Você está atrasada para sua vida


Nos bastidores daquilo que a gente é,
existe alguém correndo. Tentando. Criando. Matando sonhos.
Alguém sempre cansada, sempre pensando no que falta, no que precisa fazer, no que precisa ganhar.
Autocuidado é vendido como solução.
Mas até o lazer virou meta:
a melhor skincare, o corpo ideal, a mente plena.
Te dizem para amputar o que sente
porque além da felicidade, nenhum outro sentimento é bem-vindo.
Você precisa crescer.
Você precisa ler mais.
Precisa saber mais.
Passar num concurso.
Alcançar o topo.
Precisa de mais, mais, mais...
Mais autoconhecimento, autocontrole, autoconfiança, autoestima.
Precisa comprar aquele produto.
Ouvir aquele álbum.
Assistir aquela série.
Tudo demais.

Aí você foge para um livro,
tentando encontrar um lugar sem pressão, sem propaganda.
Mas até ali há listas intermináveis.
Livros viram competição: quantos livros mais você vai ler, quantos lisos por semana, mês e ano?

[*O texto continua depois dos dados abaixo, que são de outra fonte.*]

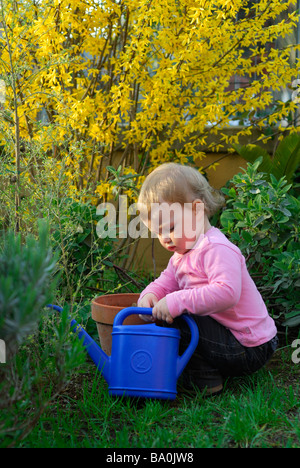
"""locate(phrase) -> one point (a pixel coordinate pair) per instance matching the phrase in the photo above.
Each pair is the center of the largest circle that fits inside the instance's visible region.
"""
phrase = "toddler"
(206, 277)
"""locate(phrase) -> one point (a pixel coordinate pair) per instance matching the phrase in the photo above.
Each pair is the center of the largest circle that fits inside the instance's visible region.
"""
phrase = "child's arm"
(222, 268)
(163, 285)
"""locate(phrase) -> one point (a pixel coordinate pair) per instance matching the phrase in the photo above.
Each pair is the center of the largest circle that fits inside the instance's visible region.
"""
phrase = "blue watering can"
(144, 359)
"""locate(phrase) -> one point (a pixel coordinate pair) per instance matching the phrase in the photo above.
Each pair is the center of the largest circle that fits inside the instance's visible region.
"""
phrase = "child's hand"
(161, 312)
(149, 300)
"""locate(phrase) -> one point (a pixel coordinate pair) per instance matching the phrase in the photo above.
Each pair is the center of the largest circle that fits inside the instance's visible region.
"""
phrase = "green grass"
(262, 410)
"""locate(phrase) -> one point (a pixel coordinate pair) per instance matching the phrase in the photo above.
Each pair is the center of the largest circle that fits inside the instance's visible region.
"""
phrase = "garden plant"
(94, 95)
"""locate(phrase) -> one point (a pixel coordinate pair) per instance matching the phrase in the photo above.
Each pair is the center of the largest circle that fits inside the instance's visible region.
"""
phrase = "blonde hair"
(172, 182)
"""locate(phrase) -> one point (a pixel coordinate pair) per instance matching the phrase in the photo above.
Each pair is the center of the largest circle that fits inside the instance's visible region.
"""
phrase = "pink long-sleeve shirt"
(212, 279)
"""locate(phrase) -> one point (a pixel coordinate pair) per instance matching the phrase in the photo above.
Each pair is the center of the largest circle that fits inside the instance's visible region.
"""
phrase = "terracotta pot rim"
(97, 300)
(105, 313)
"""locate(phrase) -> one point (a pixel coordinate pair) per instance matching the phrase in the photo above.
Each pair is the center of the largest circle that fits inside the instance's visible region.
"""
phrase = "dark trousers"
(219, 354)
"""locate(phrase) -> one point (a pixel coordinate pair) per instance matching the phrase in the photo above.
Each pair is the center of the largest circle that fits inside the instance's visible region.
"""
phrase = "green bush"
(262, 218)
(41, 353)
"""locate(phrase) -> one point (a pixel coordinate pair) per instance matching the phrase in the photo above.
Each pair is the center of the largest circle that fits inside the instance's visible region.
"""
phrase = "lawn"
(262, 410)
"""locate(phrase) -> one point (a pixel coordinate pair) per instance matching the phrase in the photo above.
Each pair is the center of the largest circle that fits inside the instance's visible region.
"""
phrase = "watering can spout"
(100, 359)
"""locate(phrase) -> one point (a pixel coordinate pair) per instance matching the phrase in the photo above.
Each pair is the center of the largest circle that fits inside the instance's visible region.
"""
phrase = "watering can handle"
(185, 357)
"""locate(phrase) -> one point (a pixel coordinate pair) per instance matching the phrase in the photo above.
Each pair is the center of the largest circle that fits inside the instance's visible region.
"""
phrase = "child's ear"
(197, 205)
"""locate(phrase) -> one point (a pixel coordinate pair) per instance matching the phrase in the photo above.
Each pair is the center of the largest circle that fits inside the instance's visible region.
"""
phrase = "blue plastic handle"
(185, 357)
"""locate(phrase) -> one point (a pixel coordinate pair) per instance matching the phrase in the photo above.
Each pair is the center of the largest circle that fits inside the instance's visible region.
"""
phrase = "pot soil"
(104, 310)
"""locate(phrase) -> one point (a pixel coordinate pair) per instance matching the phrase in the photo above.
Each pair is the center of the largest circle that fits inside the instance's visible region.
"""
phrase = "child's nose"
(166, 238)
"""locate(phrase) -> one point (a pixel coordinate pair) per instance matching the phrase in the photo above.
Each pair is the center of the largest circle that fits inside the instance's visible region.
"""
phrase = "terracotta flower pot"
(104, 310)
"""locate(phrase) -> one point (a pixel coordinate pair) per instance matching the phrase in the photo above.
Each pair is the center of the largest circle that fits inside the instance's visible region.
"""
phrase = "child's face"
(177, 226)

Enquanto isso, você precisa trabalhar,
estudar, se entender, ser feliz,
ter dinheiro, ser um boa filha, uma boa mãe,
estar bonita, em forma, no peso ideal, ser inteligente, mas não tanto, ser feminina (o que seria exatamente isso? Qual a definição exata de feminilidade a que se referem?). Você é velha demais para ser fã, mas nova demais pra decidir se quer ou não um filho que vai te acompanhar a vida toda.
Precisa abrir mão das coisas que te fazem bem,
porque elas não cabem mais nas suas 24 horas.

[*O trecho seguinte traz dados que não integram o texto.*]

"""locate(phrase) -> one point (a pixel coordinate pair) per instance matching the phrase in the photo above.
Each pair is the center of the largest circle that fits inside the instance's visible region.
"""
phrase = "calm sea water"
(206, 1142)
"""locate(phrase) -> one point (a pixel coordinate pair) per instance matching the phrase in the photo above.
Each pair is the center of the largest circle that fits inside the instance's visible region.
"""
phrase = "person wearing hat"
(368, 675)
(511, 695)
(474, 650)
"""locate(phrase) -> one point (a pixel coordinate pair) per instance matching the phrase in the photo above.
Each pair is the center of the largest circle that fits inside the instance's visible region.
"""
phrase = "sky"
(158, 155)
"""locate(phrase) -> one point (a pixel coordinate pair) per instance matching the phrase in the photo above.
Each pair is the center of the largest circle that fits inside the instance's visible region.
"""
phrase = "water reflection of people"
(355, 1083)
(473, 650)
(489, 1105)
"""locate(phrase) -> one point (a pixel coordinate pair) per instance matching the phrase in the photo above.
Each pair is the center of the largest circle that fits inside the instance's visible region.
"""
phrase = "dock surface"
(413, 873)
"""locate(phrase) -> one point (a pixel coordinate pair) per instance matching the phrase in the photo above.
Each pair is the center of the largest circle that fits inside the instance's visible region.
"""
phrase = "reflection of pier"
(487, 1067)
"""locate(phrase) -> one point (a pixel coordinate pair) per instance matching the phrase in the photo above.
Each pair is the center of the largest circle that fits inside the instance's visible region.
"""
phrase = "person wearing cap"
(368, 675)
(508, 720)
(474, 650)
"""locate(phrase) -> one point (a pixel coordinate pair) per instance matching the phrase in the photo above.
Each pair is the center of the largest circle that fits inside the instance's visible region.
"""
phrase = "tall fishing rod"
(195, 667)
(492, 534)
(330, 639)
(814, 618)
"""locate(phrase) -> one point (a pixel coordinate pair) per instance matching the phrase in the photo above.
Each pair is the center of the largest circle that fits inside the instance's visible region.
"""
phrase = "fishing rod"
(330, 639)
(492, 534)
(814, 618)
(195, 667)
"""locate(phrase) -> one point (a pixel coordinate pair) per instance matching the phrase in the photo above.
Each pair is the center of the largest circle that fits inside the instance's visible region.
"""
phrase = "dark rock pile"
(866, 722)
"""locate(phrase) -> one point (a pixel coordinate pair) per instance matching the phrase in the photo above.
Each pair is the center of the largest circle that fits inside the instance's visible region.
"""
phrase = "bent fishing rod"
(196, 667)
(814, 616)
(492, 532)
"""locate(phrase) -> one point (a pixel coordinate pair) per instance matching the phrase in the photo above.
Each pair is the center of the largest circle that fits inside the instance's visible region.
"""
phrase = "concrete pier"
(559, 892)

O seu tempo é realmente seu?
Meu bem...
Você está atrasada demais para viver a sua própria vida.
Irônico, não?
Ninguém vai viver ela por você.
Mas seja honesta:
Será mesmo que você está onde está porque não fez o suficiente?

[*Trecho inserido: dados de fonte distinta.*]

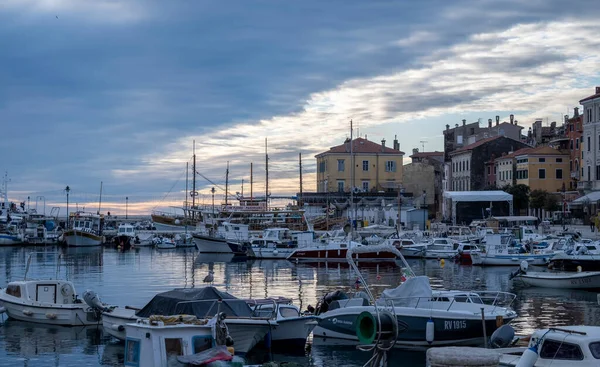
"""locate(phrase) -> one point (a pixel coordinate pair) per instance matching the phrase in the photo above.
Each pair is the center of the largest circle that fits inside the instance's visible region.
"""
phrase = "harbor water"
(134, 277)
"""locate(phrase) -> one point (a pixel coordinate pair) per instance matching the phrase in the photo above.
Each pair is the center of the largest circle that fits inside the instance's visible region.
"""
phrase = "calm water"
(132, 278)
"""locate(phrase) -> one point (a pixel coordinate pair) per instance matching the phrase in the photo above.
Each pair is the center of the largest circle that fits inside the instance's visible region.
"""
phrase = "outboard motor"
(502, 337)
(92, 300)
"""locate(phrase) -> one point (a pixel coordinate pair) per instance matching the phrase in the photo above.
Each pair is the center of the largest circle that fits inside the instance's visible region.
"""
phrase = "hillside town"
(551, 169)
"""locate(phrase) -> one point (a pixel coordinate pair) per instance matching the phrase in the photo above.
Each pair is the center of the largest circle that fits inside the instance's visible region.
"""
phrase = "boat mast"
(226, 183)
(267, 176)
(352, 213)
(194, 179)
(300, 198)
(100, 201)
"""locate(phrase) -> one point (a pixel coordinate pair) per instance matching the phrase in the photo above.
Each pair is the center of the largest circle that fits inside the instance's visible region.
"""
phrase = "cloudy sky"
(117, 91)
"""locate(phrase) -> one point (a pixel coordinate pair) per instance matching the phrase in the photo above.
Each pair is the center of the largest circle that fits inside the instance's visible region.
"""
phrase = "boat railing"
(218, 302)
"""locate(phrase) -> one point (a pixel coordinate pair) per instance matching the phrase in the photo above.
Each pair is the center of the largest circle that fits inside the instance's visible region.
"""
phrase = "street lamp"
(67, 190)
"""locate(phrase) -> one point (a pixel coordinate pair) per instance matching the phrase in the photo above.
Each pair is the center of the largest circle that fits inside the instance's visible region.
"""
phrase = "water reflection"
(134, 277)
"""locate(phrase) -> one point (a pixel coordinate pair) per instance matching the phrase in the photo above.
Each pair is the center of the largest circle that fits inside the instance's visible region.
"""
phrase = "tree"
(551, 203)
(537, 199)
(520, 195)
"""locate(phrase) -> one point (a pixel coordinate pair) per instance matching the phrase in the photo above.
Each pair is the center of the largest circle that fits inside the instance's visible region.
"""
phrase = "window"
(132, 352)
(14, 290)
(588, 143)
(173, 347)
(559, 350)
(201, 343)
(595, 349)
(541, 173)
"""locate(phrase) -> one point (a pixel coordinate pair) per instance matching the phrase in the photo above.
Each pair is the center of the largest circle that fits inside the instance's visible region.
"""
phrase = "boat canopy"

O que é suficiente pra nós?
Quando algo se torna suficiente,
aparece mais um padrão inalcançável.
Mais alguém vai lucrar com sua insegurança.
Mais alguém vai postar que fez mais.
Conseguiu um cargo.
Leu mais livros.
Chegou lá, embora a gente nem saiba exatamente onde lá fica.
Então…
Você está atrasada para a sua própria vida,
ou é o sistema que te faz acreditar que nada do que você faça vai bastar?
Você está atrasada para viver uma vida que é sua... mas o que você realmente pensaria sobre ela se a gente retirasse todo o contexto cultural, social e a palavra “mulher” de você?
Se tudo isso fosse tirado, o peso das expectativas, os papéis impostos, as cobranças,
o que restaria?

Você chamaria isso de atraso ou se daria conta que está correndo uma maratona que não é sua?